No matter whether confidential information is breached due to theft, malware, spyware, or just a simple accidental loss, there are serious consequences. Since 2014, failure to comply with Australia’s new privacy laws can leave an organisation liable for a fine of up to $1.7 million.

Doing away with mobility is not the answer.  The efficiencies and improvements to health outcomes arising from a more mobile health force are too great to ignore. Therefore, it’s clear healthcare facilities have to find a way to keep mobile data safe.

A Two-pronged Response

The solution is to adopt a two-pronged approach to mobile data security by only using drives that offer encryption supported by data management.

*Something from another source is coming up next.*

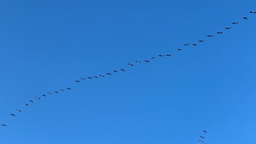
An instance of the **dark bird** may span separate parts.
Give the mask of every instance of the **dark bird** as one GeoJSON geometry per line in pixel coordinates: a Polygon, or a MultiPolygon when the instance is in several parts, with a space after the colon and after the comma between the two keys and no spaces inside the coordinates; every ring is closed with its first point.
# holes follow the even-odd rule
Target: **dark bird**
{"type": "Polygon", "coordinates": [[[36,98],[37,99],[40,99],[39,98],[37,98],[37,97],[36,97],[36,98]]]}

Encryption involves coding data on the drive so it remains unreadable to anyone who doesn’t have the right “key”.  If the USB or hard drive is lost or stolen, the contents remain obscured and inaccessible. One of the most appealing aspects of encryption is there are no technology barriers to its adoption, and compared to the cost of a data breach, the investment required is relatively insignificant.

The second part of the approach is a management capability that brings control to the data on the device.  For example, at some stage an employee will forget their password, rendering them unable to access the corporate network. With the right management capabilities, IT can not only reset the password but when the user logs on, they can cross-reference the IP address of their machine against a map in order to ascertain if the person is indeed who they say they are. If IT has any suspicions, they can remotely wipe the hardware device that the employee is working from and kill all encrypted data.  Management functions also enable IT to force a device to be in read-only mode, remotely make password changes and re-commission devices that are no longer in use.

Together, encryption and management ensure confidential and private information on USB and external drives to remain protected, even if the drive is lost or stolen and lands in someone else’s hands.

The 2014 changes to Australia’s privacy regulations have put the data management practices of Australia’s government agencies and private sector organisations under the spotlight. For the healthcare industry, securing confidential patient data has never been more important with the increasing amount of records being transferred to electronic records. Achieving the necessary degree of security requires more than good intentions. It demands a comprehensive mobile security solution built around strong encryption, robust identity management, and policy-based data management.